Convaincre les femmes de se faire dépister pour le cancer du sein est l’un des messages de Jeannine. En 2010, elle-même a été touchée par cette maladie. Son diagnostic était un peu en retard.

"J'ai réalisé que j'avais un ballon dans la poitrine, j'ai attendu environ 8 mois avant d'aller voir le médecin, qui m'a conseillé de consulter un gynécologue. À partir de là, tout a commencérappelle Jeannine, une bénévole de la Ligue contre le cancer.

Cancer du sein: Octobre rose à Ajaccio pour sensibiliser au dépistage
Intervenants – Jeannine, bénévole à la Ligue contre le cancer // Franck Le Duff, Directeur du Centre régional de coordination du cancer // Nicole Spinosi, chargée de communication de la Ligue contre le cancer Corse-du-Sud
Équipe – Stella Rossi, Stéphane Agostini

La crainte de la maladie est l’un des facteurs qui expliquent le renoncement de certaines femmes. La Corse est en retard sur le filtrage de groupe, qui concerne les 50/74 ans, à peine 36% contre 50 sur le continent.

Ce groupe d'âge est les plus à risque de cancer du sein. En Corse, il représente 26 000 femmes. L'île est en retard mais guérit sa douleur. En 2017, 10 000 mammographies sont enregistrées, soit 5 points de plus que l'année précédente. Les chiffres que la ligue veut voir augmenter. Une de ses solutions: aller directement à la rencontre de ces femmes.
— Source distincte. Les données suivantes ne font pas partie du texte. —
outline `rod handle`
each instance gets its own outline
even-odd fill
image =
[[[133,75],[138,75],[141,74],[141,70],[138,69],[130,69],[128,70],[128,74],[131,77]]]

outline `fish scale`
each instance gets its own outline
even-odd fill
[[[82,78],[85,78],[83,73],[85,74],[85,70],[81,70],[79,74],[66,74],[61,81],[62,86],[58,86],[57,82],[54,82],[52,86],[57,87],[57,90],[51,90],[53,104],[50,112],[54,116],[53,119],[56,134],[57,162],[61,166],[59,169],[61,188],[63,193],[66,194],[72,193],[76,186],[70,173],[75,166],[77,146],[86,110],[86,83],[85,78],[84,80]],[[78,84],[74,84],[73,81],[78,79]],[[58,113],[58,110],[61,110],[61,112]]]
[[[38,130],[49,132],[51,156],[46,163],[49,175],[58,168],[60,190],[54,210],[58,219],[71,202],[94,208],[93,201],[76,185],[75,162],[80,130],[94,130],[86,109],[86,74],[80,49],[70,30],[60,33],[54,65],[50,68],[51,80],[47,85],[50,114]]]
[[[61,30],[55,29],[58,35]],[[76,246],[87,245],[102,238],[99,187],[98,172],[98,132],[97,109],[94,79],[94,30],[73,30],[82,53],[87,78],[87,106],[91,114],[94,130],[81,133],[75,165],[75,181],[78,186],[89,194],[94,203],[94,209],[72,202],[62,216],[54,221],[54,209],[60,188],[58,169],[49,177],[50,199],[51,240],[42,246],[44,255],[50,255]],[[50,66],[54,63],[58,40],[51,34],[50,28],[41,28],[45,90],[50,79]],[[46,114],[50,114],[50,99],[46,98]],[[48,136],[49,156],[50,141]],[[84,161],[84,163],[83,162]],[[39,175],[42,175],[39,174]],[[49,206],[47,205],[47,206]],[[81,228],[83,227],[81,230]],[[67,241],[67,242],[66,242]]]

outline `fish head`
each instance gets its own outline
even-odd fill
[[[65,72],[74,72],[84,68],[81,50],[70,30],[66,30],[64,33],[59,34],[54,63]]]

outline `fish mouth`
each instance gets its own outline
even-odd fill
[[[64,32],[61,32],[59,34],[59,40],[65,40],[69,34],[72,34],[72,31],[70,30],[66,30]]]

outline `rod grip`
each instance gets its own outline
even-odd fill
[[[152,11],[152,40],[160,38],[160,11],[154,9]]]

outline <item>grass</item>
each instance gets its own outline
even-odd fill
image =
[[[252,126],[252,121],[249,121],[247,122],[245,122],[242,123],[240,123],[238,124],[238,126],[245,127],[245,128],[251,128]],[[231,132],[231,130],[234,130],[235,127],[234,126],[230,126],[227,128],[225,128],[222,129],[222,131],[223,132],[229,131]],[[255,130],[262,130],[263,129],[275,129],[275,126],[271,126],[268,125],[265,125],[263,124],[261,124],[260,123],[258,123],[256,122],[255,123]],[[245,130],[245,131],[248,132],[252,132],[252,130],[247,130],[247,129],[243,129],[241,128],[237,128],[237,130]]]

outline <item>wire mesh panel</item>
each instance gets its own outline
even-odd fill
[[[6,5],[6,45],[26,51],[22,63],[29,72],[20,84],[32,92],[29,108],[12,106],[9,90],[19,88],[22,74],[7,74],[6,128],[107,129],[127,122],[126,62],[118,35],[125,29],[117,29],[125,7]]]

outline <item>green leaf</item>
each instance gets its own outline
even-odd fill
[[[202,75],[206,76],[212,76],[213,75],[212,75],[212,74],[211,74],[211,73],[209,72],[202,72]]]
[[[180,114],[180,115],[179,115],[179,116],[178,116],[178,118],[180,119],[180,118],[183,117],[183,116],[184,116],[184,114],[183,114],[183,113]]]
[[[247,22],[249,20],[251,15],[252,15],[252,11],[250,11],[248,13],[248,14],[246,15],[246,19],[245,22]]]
"Nous allons dans les zones rurales, devant la population. Il y a un échange de mots avec les spécialistes qui sont avec nous", explique Nicole Spinosi, chargée de communication de la Ligue contre le cancer de Corse-du-Sud.

Afin de démocratiser la mammographie, une expérience est en cours depuis l’année dernière. Il permet maintenant aux infirmières d’émettre des ordonnances directement à leurs patients.